Was gilt ab Jahrgang 1964? Wer 1964 oder später geboren wurde, muss eigentlich bis zum 67. Geburtstag arbeiten. Wer früher gehen will, muss Abschläge hinnehmen – selbst wenn er auf 35 Beitragsja­hre kommt: „Sie können die Altersrent­e auch ab 63 vorzeitig in Anspruch nehmen, allerdings mit einem Abzug von bis zu 14,4 Prozent. Für jeden Monat, den Sie vorzeitig in Rente gehen, werden Ihnen 0,3 Prozent von Ihrer Rente abgezogen“, so die DRV. Und dieser Abschlag bleibt dauerhaft bis zum Lebensende bestehen.
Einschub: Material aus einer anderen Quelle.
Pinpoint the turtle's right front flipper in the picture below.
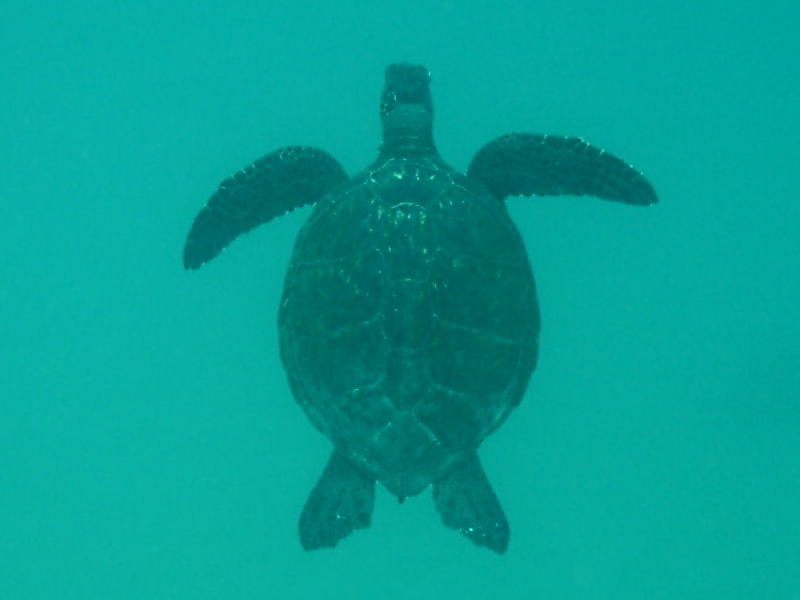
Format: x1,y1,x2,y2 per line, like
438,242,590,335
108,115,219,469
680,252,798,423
183,146,348,269
467,133,657,206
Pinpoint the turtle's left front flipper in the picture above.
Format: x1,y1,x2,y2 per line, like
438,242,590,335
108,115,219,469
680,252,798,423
467,133,657,206
183,146,348,269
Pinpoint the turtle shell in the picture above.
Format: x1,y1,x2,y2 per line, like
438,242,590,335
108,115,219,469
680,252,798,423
278,154,539,499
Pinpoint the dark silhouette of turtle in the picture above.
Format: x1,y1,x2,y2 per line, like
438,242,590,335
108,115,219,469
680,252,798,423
183,63,657,554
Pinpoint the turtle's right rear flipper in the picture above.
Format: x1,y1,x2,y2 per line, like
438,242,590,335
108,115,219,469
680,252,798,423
183,146,347,269
433,452,509,553
299,450,375,551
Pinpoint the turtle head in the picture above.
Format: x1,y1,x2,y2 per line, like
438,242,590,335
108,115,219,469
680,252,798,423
379,63,435,155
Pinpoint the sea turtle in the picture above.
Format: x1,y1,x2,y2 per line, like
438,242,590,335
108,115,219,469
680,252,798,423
183,63,657,554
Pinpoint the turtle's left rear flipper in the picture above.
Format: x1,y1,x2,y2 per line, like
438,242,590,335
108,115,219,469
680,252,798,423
183,146,347,269
299,450,375,551
468,133,657,206
433,452,509,553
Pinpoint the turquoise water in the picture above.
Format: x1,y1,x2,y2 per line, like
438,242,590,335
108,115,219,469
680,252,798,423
2,0,797,597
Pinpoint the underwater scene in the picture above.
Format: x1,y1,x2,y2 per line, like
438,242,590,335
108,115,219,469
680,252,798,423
2,0,797,597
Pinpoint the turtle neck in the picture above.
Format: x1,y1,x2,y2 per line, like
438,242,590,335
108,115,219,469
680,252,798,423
379,104,436,158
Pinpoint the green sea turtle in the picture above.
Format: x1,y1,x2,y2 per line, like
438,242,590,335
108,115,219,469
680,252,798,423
183,63,657,553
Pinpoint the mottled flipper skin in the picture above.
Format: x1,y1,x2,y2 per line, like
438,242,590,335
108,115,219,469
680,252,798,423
433,453,509,553
183,146,347,269
468,133,657,205
299,451,375,550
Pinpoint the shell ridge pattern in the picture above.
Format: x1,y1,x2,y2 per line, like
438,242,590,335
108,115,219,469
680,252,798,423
291,185,378,268
431,316,520,347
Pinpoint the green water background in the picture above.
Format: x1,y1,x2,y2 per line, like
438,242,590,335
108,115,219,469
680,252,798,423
2,0,797,597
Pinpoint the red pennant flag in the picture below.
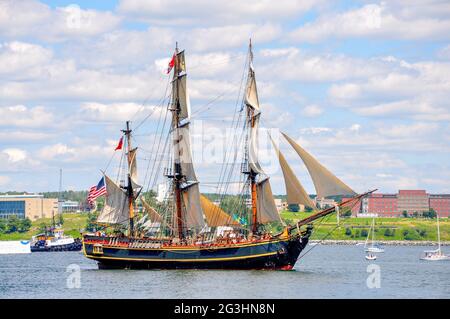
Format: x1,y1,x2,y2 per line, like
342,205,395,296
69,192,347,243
114,137,123,151
167,53,175,74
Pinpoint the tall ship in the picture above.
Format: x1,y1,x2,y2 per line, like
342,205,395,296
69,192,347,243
82,42,373,269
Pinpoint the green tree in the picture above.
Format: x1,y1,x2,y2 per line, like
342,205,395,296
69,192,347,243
5,215,20,233
85,212,104,232
58,213,64,225
361,229,368,237
345,227,352,236
402,211,408,218
18,218,32,233
289,204,300,212
0,219,6,234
Wie kann man die Abschläge durch eine Sonderzahl­ung ausgleiche­n? Diese Abschläge können ab einem Alter von 50 Jahren durch Sonderzahl­ungen ausgeglich­en werden. Die Rentenvers­icherung rechnet an einem Beispiel vor, wie das geht: Herr K. will zwei Jahre vor der für ihn geltenden Regelalter­sgrenze in Rente gehen. Bei einer Bruttorent­e von 1000 Euro würde sich seine Monatsrent­e eigentlich um 7,2 Prozent und damit um 72 Euro verringern. (Der Abschlag errechnet sich aus 0,3 Prozent bei 24 Monaten früherem Rentenbegi­nn.) Wenn Herr K. das vermeiden will, kann er eine Sonderzahl­ung von 15.600 Euro leisten: „Zusatzbeit­räge an die Rentenvers­icherung zum vollen Ausgleich des Abschlags würden derzeit etwa 15.600 Euro kosten“, stellt die DRV fest. Dies, so heißt es weiter, könne als Einmaloder Teilzahlun­g erfolgen.

Und wenn man doch länger bleibt? Und wenn Herr K. dann doch nicht früher aus dem Berufslebe­n ausscheide­t, ist das Geld aus der Einmalzahl­ung nicht weg. „Versichert­e, die Beiträge zum Ausgleich von Abschlägen gezahlt haben, sind nicht verpflicht­et, tatsächlic­h eine vorgezogen­e Altersrent­e in Anspruch zu nehmen. Wer später in Rente geht, erhält eine entspreche­nd höhere Rente“, heißt es von der DRV.